The renewed shelling came after India said its soldiers shot down an unmanned Pakistani aircraft that entered India's air space Sunday over Kashmir. Pakistan denied the claim, saying an Indian aircraft crashed and India was trying to cover it up through "baseless propaganda."

Pakistani authorities have announced the arrests of dozens of militants in the past two weeks, including the leaders of the two groups India blames for a Dec. 13 assault on its Parliament.

India says the attack, which killed 14 people including the five assailants, was carried out with support from Pakistan's intelligence service. Pakistan has denied any government role.

Pakistani police said Sunday that security forces arrested 42 Muslim militants, raising the number of detainees held in the crackdown against groups opposed to Indian rule over two-thirds of Kashmir to about 300.
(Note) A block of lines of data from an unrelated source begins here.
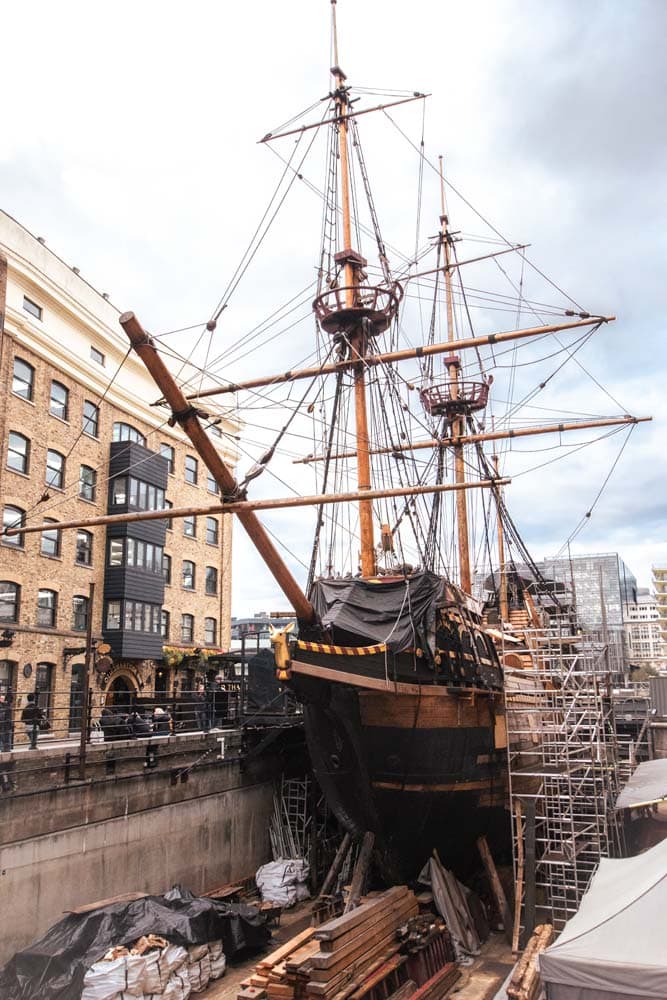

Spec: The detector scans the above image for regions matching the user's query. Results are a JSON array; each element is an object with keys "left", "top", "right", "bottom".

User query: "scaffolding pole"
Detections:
[{"left": 504, "top": 617, "right": 625, "bottom": 934}]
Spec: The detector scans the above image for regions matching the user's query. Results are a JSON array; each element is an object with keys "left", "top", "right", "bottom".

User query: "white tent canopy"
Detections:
[
  {"left": 615, "top": 758, "right": 667, "bottom": 811},
  {"left": 539, "top": 838, "right": 667, "bottom": 1000}
]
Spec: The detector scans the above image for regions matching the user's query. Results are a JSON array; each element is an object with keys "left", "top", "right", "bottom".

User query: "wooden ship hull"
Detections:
[{"left": 288, "top": 593, "right": 510, "bottom": 874}]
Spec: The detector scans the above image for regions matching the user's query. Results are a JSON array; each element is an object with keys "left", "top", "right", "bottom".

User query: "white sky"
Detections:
[{"left": 3, "top": 0, "right": 666, "bottom": 614}]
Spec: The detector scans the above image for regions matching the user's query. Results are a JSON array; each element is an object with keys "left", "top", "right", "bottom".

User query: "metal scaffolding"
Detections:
[{"left": 504, "top": 620, "right": 625, "bottom": 933}]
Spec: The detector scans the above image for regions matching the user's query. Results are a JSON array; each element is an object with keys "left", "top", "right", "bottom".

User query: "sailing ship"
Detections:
[{"left": 20, "top": 4, "right": 649, "bottom": 874}]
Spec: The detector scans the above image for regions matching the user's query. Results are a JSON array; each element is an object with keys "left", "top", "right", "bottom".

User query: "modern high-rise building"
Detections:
[
  {"left": 0, "top": 211, "right": 239, "bottom": 740},
  {"left": 537, "top": 552, "right": 637, "bottom": 630}
]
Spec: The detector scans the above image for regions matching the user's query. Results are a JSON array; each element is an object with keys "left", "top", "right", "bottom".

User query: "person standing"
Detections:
[
  {"left": 0, "top": 692, "right": 13, "bottom": 752},
  {"left": 152, "top": 705, "right": 172, "bottom": 735},
  {"left": 21, "top": 693, "right": 44, "bottom": 749},
  {"left": 194, "top": 683, "right": 209, "bottom": 732}
]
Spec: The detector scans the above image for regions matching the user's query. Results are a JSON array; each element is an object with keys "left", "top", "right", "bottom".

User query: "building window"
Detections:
[
  {"left": 208, "top": 423, "right": 223, "bottom": 439},
  {"left": 7, "top": 431, "right": 30, "bottom": 474},
  {"left": 160, "top": 609, "right": 170, "bottom": 639},
  {"left": 49, "top": 381, "right": 69, "bottom": 421},
  {"left": 79, "top": 465, "right": 97, "bottom": 502},
  {"left": 0, "top": 582, "right": 20, "bottom": 623},
  {"left": 112, "top": 422, "right": 146, "bottom": 446},
  {"left": 111, "top": 477, "right": 127, "bottom": 506},
  {"left": 160, "top": 443, "right": 175, "bottom": 474},
  {"left": 23, "top": 296, "right": 42, "bottom": 321},
  {"left": 207, "top": 470, "right": 220, "bottom": 495},
  {"left": 206, "top": 517, "right": 219, "bottom": 546},
  {"left": 35, "top": 662, "right": 54, "bottom": 715},
  {"left": 2, "top": 506, "right": 25, "bottom": 548},
  {"left": 72, "top": 595, "right": 89, "bottom": 632},
  {"left": 83, "top": 400, "right": 99, "bottom": 438},
  {"left": 205, "top": 566, "right": 218, "bottom": 596},
  {"left": 37, "top": 589, "right": 57, "bottom": 627},
  {"left": 204, "top": 617, "right": 217, "bottom": 645},
  {"left": 105, "top": 600, "right": 121, "bottom": 630},
  {"left": 182, "top": 560, "right": 195, "bottom": 590},
  {"left": 0, "top": 659, "right": 17, "bottom": 696},
  {"left": 90, "top": 346, "right": 105, "bottom": 366},
  {"left": 181, "top": 614, "right": 194, "bottom": 643},
  {"left": 46, "top": 449, "right": 65, "bottom": 489},
  {"left": 75, "top": 530, "right": 93, "bottom": 566},
  {"left": 108, "top": 538, "right": 124, "bottom": 566},
  {"left": 162, "top": 553, "right": 172, "bottom": 584},
  {"left": 40, "top": 518, "right": 60, "bottom": 558},
  {"left": 163, "top": 499, "right": 173, "bottom": 531},
  {"left": 185, "top": 455, "right": 198, "bottom": 484},
  {"left": 127, "top": 477, "right": 165, "bottom": 511},
  {"left": 12, "top": 358, "right": 34, "bottom": 400},
  {"left": 183, "top": 515, "right": 196, "bottom": 538}
]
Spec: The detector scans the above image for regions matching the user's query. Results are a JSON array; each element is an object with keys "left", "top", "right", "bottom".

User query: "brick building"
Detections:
[{"left": 0, "top": 211, "right": 238, "bottom": 741}]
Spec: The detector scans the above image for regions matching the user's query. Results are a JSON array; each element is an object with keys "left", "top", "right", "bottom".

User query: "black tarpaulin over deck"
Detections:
[
  {"left": 0, "top": 885, "right": 270, "bottom": 1000},
  {"left": 310, "top": 571, "right": 444, "bottom": 652}
]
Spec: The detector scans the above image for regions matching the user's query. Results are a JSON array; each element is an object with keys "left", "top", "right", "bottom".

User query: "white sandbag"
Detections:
[
  {"left": 160, "top": 966, "right": 192, "bottom": 1000},
  {"left": 141, "top": 950, "right": 163, "bottom": 994},
  {"left": 123, "top": 954, "right": 148, "bottom": 997},
  {"left": 82, "top": 952, "right": 147, "bottom": 1000},
  {"left": 295, "top": 881, "right": 311, "bottom": 902},
  {"left": 210, "top": 952, "right": 226, "bottom": 980},
  {"left": 187, "top": 952, "right": 211, "bottom": 993},
  {"left": 256, "top": 859, "right": 310, "bottom": 908},
  {"left": 207, "top": 939, "right": 223, "bottom": 961},
  {"left": 82, "top": 957, "right": 126, "bottom": 1000},
  {"left": 157, "top": 944, "right": 188, "bottom": 979},
  {"left": 187, "top": 943, "right": 208, "bottom": 963}
]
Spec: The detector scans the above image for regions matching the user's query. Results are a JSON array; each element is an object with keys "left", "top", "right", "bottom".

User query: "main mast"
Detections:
[
  {"left": 440, "top": 157, "right": 472, "bottom": 594},
  {"left": 313, "top": 1, "right": 402, "bottom": 578}
]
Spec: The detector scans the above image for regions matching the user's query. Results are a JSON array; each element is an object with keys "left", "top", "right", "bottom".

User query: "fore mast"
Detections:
[{"left": 312, "top": 1, "right": 403, "bottom": 579}]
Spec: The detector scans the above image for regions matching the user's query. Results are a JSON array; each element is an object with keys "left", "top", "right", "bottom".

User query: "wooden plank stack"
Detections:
[
  {"left": 506, "top": 924, "right": 554, "bottom": 1000},
  {"left": 240, "top": 887, "right": 420, "bottom": 1000}
]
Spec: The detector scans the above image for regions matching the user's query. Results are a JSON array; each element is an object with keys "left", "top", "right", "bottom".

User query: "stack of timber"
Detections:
[
  {"left": 240, "top": 927, "right": 318, "bottom": 999},
  {"left": 506, "top": 924, "right": 554, "bottom": 1000},
  {"left": 239, "top": 887, "right": 421, "bottom": 1000}
]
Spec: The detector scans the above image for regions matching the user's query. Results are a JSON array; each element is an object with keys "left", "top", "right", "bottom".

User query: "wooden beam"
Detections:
[
  {"left": 345, "top": 832, "right": 375, "bottom": 912},
  {"left": 184, "top": 315, "right": 614, "bottom": 401},
  {"left": 477, "top": 834, "right": 513, "bottom": 944},
  {"left": 294, "top": 415, "right": 651, "bottom": 464},
  {"left": 8, "top": 477, "right": 510, "bottom": 539},
  {"left": 118, "top": 311, "right": 315, "bottom": 622},
  {"left": 512, "top": 800, "right": 525, "bottom": 955}
]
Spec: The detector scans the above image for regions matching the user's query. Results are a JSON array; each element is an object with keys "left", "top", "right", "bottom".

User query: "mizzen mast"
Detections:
[{"left": 420, "top": 159, "right": 492, "bottom": 593}]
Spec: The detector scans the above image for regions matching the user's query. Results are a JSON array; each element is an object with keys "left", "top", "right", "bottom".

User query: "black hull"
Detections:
[{"left": 295, "top": 673, "right": 509, "bottom": 877}]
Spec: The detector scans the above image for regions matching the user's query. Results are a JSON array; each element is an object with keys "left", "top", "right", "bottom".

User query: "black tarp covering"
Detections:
[
  {"left": 310, "top": 571, "right": 444, "bottom": 652},
  {"left": 247, "top": 648, "right": 285, "bottom": 710},
  {"left": 0, "top": 885, "right": 270, "bottom": 1000}
]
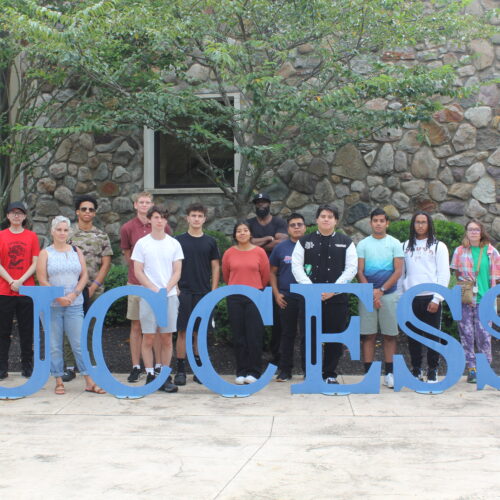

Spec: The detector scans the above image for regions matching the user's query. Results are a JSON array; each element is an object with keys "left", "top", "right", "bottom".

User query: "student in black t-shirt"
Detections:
[
  {"left": 174, "top": 203, "right": 220, "bottom": 385},
  {"left": 247, "top": 192, "right": 288, "bottom": 365}
]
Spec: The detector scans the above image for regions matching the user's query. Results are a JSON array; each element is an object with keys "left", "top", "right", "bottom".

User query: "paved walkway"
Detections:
[{"left": 1, "top": 374, "right": 499, "bottom": 499}]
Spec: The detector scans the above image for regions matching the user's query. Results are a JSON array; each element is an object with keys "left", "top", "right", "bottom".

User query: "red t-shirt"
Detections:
[
  {"left": 222, "top": 246, "right": 270, "bottom": 289},
  {"left": 120, "top": 217, "right": 172, "bottom": 284},
  {"left": 0, "top": 228, "right": 40, "bottom": 296}
]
"We've welcomed some of the actions that have been taken by Pakistan over the past few days, but there's no doubt what needs to happen," Blair said at a news conference with Indian Prime Minister Atal Bihari Vajpayee following talks Sunday night in New Delhi.

"There must be a complete rejection of the types of terrorist actions carried out on the first of October and the 13th of December," Blair said, referring to the Parliament attack and an Oct. 1 assault on the legislature in Indian-ruled Kashmir, which India also blames on Pakistan-based militants. "There is no halfway house for that."
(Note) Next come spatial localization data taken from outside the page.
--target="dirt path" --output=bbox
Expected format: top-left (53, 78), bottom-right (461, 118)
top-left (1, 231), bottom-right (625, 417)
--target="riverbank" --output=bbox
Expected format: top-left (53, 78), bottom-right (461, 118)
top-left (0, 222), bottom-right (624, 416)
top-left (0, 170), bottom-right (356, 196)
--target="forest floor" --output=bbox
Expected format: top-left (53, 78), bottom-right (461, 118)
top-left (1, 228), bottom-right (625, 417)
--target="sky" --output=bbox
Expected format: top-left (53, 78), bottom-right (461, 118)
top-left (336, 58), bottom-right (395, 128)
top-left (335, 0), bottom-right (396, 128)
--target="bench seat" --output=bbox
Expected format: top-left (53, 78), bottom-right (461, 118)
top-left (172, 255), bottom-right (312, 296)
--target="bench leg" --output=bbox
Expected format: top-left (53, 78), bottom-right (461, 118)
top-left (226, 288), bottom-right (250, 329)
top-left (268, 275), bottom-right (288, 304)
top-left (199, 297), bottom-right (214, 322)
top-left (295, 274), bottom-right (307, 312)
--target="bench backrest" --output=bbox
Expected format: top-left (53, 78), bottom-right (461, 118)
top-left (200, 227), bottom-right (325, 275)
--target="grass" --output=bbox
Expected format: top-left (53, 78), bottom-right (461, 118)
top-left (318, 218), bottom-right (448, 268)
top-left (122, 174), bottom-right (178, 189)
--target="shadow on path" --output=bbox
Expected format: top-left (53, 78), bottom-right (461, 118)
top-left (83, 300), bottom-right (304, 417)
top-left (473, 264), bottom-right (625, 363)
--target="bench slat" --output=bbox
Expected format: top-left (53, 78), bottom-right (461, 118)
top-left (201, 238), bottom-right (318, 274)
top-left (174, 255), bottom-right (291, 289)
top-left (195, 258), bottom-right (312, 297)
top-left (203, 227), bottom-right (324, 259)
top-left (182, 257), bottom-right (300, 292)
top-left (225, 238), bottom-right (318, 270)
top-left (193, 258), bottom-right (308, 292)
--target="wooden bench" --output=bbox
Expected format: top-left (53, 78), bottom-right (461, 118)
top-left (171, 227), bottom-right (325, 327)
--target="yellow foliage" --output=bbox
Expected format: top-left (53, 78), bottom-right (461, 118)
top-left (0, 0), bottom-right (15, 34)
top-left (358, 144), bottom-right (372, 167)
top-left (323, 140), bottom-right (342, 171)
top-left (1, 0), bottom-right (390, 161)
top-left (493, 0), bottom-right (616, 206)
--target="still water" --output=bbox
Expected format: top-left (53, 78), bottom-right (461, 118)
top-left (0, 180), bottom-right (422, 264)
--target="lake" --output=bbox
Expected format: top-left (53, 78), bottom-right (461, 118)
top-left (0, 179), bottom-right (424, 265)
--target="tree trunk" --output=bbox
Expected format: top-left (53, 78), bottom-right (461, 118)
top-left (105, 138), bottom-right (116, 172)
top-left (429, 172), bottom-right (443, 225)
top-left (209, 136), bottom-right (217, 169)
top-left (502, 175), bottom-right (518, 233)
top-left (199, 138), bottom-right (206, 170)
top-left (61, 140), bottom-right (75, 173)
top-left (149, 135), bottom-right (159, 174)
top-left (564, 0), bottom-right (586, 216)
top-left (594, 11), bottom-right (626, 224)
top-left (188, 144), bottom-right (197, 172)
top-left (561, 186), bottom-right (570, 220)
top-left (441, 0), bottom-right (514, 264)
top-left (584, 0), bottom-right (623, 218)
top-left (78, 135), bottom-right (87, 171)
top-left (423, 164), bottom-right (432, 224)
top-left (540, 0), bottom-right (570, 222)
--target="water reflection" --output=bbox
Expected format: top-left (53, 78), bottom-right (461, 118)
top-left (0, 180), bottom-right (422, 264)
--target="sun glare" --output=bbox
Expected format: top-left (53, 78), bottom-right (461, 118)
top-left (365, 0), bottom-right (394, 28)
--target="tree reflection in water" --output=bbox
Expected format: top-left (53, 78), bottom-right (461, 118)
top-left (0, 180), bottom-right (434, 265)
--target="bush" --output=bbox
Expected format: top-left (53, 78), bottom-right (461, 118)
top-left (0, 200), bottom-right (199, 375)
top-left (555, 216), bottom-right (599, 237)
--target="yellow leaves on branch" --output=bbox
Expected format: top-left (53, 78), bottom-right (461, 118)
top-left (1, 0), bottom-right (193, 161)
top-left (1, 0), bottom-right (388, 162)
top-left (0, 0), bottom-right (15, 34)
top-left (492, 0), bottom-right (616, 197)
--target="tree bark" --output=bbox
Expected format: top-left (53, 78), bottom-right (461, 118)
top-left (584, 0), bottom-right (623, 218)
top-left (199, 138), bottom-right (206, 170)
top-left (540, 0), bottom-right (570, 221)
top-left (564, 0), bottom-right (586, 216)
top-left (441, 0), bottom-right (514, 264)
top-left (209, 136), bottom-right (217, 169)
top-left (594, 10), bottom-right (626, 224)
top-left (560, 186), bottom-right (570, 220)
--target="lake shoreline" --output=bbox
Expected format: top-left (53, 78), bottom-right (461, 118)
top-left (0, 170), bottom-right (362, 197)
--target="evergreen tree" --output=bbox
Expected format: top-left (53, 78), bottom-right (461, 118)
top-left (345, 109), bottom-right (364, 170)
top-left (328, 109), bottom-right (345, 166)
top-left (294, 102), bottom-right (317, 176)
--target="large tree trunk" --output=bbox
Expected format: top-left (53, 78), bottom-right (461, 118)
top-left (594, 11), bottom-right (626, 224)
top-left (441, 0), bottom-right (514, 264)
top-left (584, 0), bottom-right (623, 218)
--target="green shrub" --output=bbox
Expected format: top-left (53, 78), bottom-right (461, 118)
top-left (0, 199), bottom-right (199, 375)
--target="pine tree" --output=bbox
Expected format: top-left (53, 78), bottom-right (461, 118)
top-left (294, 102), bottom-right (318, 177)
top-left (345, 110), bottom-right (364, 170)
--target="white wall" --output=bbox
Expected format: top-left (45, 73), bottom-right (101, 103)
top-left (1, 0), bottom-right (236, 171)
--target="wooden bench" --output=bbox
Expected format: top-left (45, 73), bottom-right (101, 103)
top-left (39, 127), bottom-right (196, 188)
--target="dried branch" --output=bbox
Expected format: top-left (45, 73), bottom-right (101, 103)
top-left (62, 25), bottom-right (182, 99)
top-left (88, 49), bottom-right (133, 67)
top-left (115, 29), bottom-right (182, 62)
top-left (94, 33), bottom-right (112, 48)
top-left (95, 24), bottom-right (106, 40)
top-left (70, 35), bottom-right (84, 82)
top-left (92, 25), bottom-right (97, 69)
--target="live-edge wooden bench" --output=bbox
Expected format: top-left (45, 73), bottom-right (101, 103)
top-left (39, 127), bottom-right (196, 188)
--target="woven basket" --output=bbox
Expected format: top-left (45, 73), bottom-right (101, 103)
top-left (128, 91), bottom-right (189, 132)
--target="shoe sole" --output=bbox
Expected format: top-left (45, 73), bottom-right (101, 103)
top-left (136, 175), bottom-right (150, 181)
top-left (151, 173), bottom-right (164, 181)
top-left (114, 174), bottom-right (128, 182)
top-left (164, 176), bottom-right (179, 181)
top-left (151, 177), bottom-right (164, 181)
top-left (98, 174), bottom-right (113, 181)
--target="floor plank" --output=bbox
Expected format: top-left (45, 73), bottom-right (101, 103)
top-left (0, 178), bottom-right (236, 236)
After Blair met with Vajpayee, he spoke on the phone for 15 minutes with President Bush, an aide to Blair said Monday. Bush and Blair agreed terrorism should be renounced and a settlement to the India-Pakistan crisis should be negotiated, the aide said condition of anonymity.

During Blair's three-day visit to India, planned long before the Dec. 13 attack, he strongly backed Indian demands that Musharraf crack down hard on Islamic militants and disavow any support of violence to further cause of Muslim separatists in Indian-ruled Kashmir.

Blair and Vajpayee signed a declaration that equated the two assaults on legislatures in India with the Sept. 11 attacks, calling them "deliberate attempts to shatter the peace of our peoples and to undermine democratic values."

"We reject the arguments of those who attempt to justify terrorism, which in all its forms must be condemned unambiguously and eradicated wherever it exists," the statement said.

In the wake of the Sept. 11 attacks, Blair had joined the United States in wooing Musharraf to support the military campaign in Afghanistan. Pakistan complied and eventually severed its ties with the Taliban.

Vajpayee and Musharraf shook hands twice and met briefly during a weekend South Asian summit in Nepal, raising hopes that they might prepared to negotiate to ease the tension that has built since the parliament attack.

But Indian Foreign Minister Jaswant Singh said Monday that India has ruled out any dialogue with Pakistan in near future, saying Pakistan has not changed its attitude toward terrorism.

In the past month, India and Pakistan — which both tested nuclear weapons in 1998 — have amassed thousands of troops along their 1,100-mile frontier, cut off airspace rights, slashed their embassy staffs and halted cross-border passenger air, train and bus service.

Muslim Pakistan and Hindu-majority India have twice gone to war over Kashmir, the mostly Muslim region divided between them after the subcontinent gained independence from Britain in 1947.

India says Pakistan is waging a "proxy war" in Kashmir. Musharraf has called the Islamic militants there "freedom fighters" but denies Indian claims that Pakistan funds and trains them.

Indian police said eight suspected Islamic militants were killed in a shootout with army troops while trying to cross into Indian-ruled Kashmir early Monday.

Police also said that in two separate attacks in the region, suspected militants hacked two shepherds to death with axes and raided a house, killing three people and wounding five.

In a speech at the Nepal summit, Musharraf said the global campaign against terrorism must distinguish between "legitimate resistances and freedom struggles on the one hand, and acts of terrorism on the other."